Big mining companies are groping for their hangover remedies after the long commodities supercycle party. Anglo American had less fun than the rest but still got the hangover. Between 2001 and 2008 BHP Billiton’s share price on the JSE rose almost 10 times — to R300. Anglo American’s rose fivefold to R550. Now Billiton’s share price is R303 and Anglo’s is R255.
The supercycle was a theory put forward in 2004 by Chip Goodyear, then CEO of Billiton. He argued that as China and India played catch-up with the rest of the world in infrastructural development, demand for commodities would stay “stronger for longer” for at least a decade or more.
In fact the supercycle lasted only another two years. A 10-year graph of “Dr Copper”, a proxy for demand for industrial metals, shows prices flattened from mid-2006 and, apart from the dip after September 2008, have tracked sideways ever since. To some analysts, this represents only a “mid cycle correction”.
Price uncertainty has forced serious introspection among the big five resources groups that had geared up for a supercycle. Big new projects are out of fashion. In favour are smaller projects that deliver returns more quickly. Cost-cutting is a byword in every mining company. And the knife has fallen on top management at BHP Billiton, Rio Tinto, Vale, Anglo American and Xstrata. Past CEOs were blamed for expansionary policies even though expansion was what excited shareholders in the mid- 2000s.
In the past 10 years Anglo American has had three chief executives.
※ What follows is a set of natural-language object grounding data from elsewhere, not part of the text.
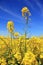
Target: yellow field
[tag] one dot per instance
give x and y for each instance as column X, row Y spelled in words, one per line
column 21, row 51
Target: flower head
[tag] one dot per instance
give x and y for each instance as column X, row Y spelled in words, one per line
column 25, row 10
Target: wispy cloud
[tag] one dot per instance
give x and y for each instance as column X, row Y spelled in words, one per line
column 28, row 3
column 15, row 15
column 40, row 7
column 10, row 12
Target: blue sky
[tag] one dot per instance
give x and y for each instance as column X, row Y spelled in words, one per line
column 11, row 10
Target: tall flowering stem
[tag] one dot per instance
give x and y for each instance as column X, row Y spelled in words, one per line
column 26, row 13
column 10, row 26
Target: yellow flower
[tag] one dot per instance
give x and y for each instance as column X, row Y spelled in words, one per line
column 41, row 55
column 2, row 61
column 10, row 26
column 29, row 58
column 18, row 56
column 16, row 34
column 25, row 10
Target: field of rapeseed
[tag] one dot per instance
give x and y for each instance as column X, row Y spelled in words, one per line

Under Tony Trahar, the group unbundled or disposed of several local businesses that it had accumulated during the decades of exchange control restrictions and sanctions. But Anglo was disposing of assets while other resources companies were building up base metals capacity to serve growing infrastructure demand.
Trahar’s successor, Cynthia Carroll, had to try to reshape Anglo American to benefit from the boom, when prices of acquisitions were higher and good projects harder to find. Under Carroll, the group increased its stakes in Anglo Platinum, Kumba Iron Ore and De Beers, and bought the problematic Minas-Rio iron ore project in Brazil (see box).
Mark Cutifani, who succeeded Carroll this year, is having to adapt to another changed operating environment. His first action on taking over in April was to review all 95 operations and projects. But he is not signalling another round of disposals.
“Preliminary feedback indicates that we do not require wholesale changes to our portfolio. But we do need to become much more disciplined, more effective and more efficient, to drive a step change in delivery to extract greater value and returns for our shareholders,” he said at the end of July, when discussing Anglo American’s interim results and portfolio review with media and analysts.